HARTFORD, Conn. — The Latest on a decision by Connecticut’s Supreme Court that the state’s education funding is constitutional (all times local):

8:30 p.m.

A coalition of municipalities, parents and students is expressing “deep disappointment” with a decision by Connecticut’s Supreme Court that the state’s education funding is constitutional.

The Connecticut Coalition for Justice in Education Funding says it will “pursue all legal remedies” to have the decision overturned.

In a ruling released Wednesday, a divided court overturned a lower-court judge who had ordered state officials to develop plans for an overhaul of the state’s public education system, citing a huge gap in test scores between students in rich and poor towns.

The high court found that while there is an educational achievement gap between poorer students and “their more fortunate peers,” that does not alone violate the equal protection provisions of the Connecticut Constitution.

The ruling came in a lawsuit filed in 2005 against the state by the coalition.


4 p.m.

Connecticut’s Supreme Court has rejected a claim that the state’s educational funding formula is unconstitutional.

A divided court overturned a Superior Court judge who had ordered state officials to develop plans for an overhaul of the state’s public education system, saying a huge gap in test scores between students in rich and poor towns shows parts of the system are unconstitutional.

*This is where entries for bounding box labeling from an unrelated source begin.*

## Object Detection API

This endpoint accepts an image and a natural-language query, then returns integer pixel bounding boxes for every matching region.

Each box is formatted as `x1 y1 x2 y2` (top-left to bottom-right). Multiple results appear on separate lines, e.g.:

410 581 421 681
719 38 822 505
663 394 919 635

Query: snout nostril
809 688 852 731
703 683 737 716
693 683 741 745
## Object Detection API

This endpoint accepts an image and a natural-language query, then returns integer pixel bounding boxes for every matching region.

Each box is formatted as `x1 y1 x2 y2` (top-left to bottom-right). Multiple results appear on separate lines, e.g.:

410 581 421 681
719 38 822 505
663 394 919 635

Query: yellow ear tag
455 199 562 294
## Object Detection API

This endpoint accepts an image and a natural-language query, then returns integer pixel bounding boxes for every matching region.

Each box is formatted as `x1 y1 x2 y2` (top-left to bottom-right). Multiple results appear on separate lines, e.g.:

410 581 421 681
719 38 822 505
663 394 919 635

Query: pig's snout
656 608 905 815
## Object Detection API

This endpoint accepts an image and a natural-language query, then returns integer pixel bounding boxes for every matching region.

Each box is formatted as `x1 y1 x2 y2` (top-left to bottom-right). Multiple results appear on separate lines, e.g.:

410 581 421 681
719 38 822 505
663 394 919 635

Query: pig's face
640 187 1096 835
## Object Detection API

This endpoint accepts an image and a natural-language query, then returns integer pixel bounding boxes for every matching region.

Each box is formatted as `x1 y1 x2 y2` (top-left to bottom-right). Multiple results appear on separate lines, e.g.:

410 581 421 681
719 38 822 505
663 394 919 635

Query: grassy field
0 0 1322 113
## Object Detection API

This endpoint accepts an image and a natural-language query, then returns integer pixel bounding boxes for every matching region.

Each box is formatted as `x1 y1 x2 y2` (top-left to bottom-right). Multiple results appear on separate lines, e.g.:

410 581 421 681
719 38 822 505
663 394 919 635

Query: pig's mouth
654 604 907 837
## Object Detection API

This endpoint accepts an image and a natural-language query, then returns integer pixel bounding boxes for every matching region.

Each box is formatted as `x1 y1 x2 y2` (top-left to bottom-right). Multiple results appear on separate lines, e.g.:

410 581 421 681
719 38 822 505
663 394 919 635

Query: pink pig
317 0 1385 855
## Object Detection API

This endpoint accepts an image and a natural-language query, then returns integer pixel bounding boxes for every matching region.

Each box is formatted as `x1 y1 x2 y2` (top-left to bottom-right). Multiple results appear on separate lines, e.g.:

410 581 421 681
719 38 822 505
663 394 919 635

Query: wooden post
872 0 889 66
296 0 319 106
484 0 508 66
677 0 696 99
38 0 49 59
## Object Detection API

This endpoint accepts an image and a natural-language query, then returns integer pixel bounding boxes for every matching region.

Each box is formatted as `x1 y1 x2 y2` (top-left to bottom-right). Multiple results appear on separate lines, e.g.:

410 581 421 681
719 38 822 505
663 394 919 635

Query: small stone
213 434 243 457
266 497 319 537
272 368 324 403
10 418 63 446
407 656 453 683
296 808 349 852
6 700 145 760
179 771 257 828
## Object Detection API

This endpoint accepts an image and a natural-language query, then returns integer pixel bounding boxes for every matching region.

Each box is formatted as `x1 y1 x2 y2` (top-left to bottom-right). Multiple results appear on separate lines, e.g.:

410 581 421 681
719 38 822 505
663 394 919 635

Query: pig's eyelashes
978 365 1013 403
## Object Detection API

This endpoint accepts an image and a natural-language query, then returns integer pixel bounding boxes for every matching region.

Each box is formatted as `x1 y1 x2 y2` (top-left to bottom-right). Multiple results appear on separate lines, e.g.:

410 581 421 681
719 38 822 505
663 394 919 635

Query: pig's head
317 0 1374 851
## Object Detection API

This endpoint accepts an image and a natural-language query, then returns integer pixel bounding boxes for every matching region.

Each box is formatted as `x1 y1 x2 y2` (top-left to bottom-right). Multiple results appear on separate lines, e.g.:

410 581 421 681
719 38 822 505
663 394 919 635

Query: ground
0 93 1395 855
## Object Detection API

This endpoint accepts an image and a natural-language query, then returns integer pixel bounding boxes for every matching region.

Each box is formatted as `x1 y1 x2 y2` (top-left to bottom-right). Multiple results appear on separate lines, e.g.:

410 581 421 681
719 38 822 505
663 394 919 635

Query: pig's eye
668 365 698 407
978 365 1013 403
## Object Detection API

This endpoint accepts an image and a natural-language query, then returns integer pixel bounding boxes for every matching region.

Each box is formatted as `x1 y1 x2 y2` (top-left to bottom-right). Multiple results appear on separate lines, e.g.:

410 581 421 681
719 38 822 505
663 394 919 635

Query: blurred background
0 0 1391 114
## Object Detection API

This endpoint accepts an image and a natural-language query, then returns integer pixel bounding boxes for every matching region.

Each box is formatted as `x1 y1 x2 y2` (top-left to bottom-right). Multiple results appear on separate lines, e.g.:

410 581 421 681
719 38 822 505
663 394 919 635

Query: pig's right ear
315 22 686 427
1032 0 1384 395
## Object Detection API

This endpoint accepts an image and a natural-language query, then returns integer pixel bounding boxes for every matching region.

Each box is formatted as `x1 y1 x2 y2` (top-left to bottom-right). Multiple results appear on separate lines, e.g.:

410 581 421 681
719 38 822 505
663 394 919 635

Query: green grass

The high court, in a ruling released Wednesday, found that while there is an educational achievement gap between poorer students and “their more fortunate peers,” that does not alone violate the equal protection provisions of the Connecticut Constitution.

The ruling came in a lawsuit filed in 2005 against the state by the nonprofit Connecticut Coalition for Justice in Education Funding and more than 50 parents and students.